Аквариум отец себе завёл большой - литров на сто. Его размеры втайне щекотали моё самолюбие. Ничем подобным во дворе не мог похвастаться никто. Даже близко! Это тебе не "Тарантелла" какая-нибудь с запахом нафталина, а настоящий подводный мир. Как я теперь понимаю, удовольствие любоваться тропическими рыбами не проходило бесследно для родительского семейного бюджета. Рыбы периодически дохли, особенно крупные скалярии, да и кормил их отец только живым кормом. К счастью, за кормом ему не приходилось ездить на Староконный рынок, и хоть тот располагался недалеко, на Косвенной, мотаться туда, наверное, было бы утомительно. В конце квартала на пересечении Мясоедовской и Госпитальной жила тётя Муся, разводившая на дому декоративных рыбок, ну и всякие там дафнию, мотыль. К тёте Мусе отец иногда захаживал сам, но чаще посылал меня. Её жилище в подвале, заставленное аквариумами и огромными банками с разнообразной флорой, поначалу производило довольно удручающее впечатление. Сыро, зябко - ужас! Свойство камня-ракушечника, из которого построена практически вся Одесса, хранить постоянную низкую температуру, там приобретало вполне осязаемое ощущение - холода тюремного каземата. Я протягивал тёте Мусе пятьдесят копеек, взамен получал пол-литровую банку с дафнией и, облегчённо вздохнув, выскакивал наружу, на крутую лестницу, ведущую наверх. С каждым новым визитом обстановка жуткого подвального помещения меня пугала всё меньше и меньше, и вскоре я привык к странной картинке за окном - узкая полоска дневного света и словно существующие сами по себе ноги прохожих.

Процедура чистки аквариума занимала около получаса, но это время мне казалась вечностью. Сидишь, словно истукан, держишь конец шланга, пока отец медной трубкой с резиновым наконечником водит по дну, собирая рыбьи экскременты, и только и думаешь, как бы поскорее улизнуть из квартиры.

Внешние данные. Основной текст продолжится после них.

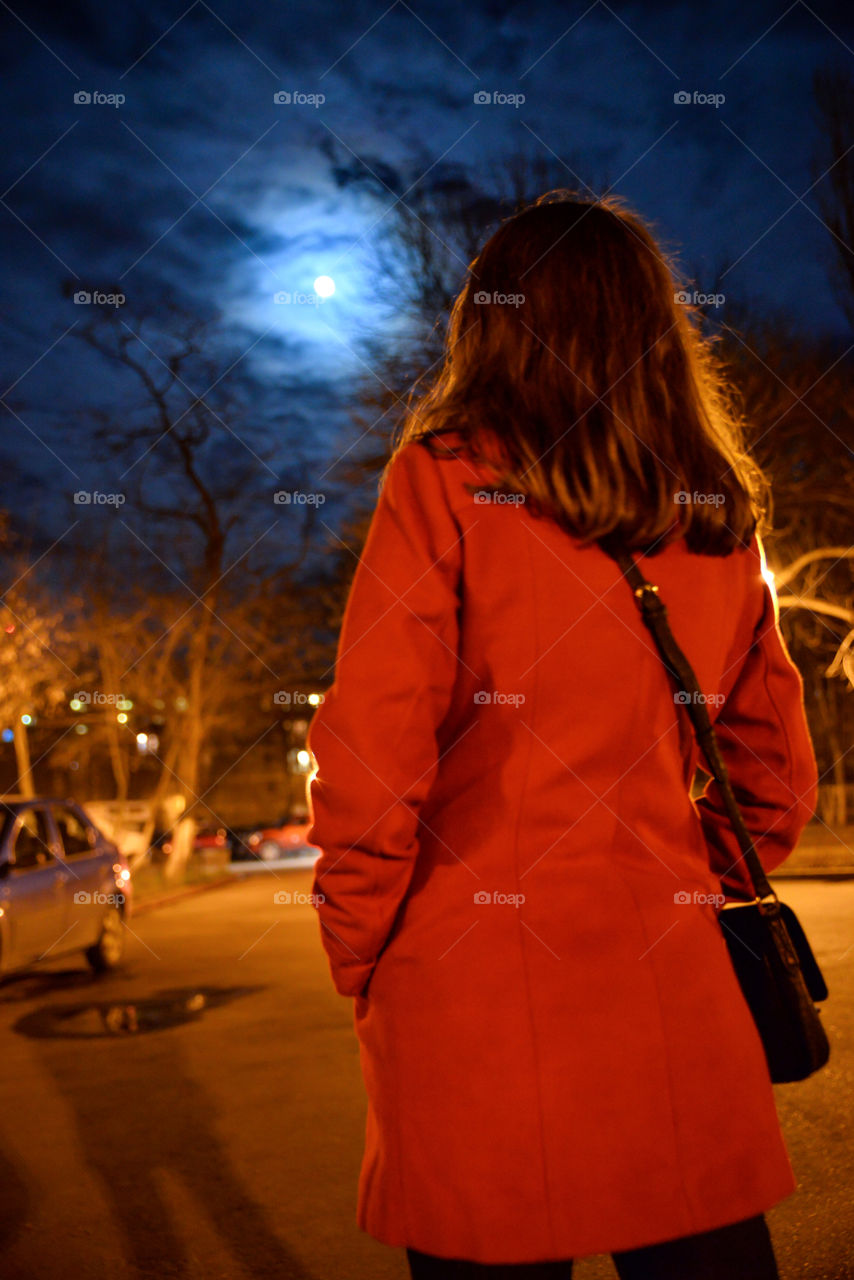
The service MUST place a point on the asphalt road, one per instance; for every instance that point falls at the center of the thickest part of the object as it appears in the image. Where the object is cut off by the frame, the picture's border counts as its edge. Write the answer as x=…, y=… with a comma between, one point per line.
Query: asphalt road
x=222, y=1138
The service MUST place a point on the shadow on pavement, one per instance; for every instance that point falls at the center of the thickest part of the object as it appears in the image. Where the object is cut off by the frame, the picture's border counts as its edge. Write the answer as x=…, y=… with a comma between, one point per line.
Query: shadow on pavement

Наконец пытка бездельем заканчивалась, и счастливый, я выскакивал во двор к друзьям - своим одногодкам. Впрочем, был у меня один товарищ и постарше. Так и оставался бы я простым солдатом под его предводительством, если бы не столкнулись однажды наши мальчишеские интересы. И произошло это неожиданно для нас обоих.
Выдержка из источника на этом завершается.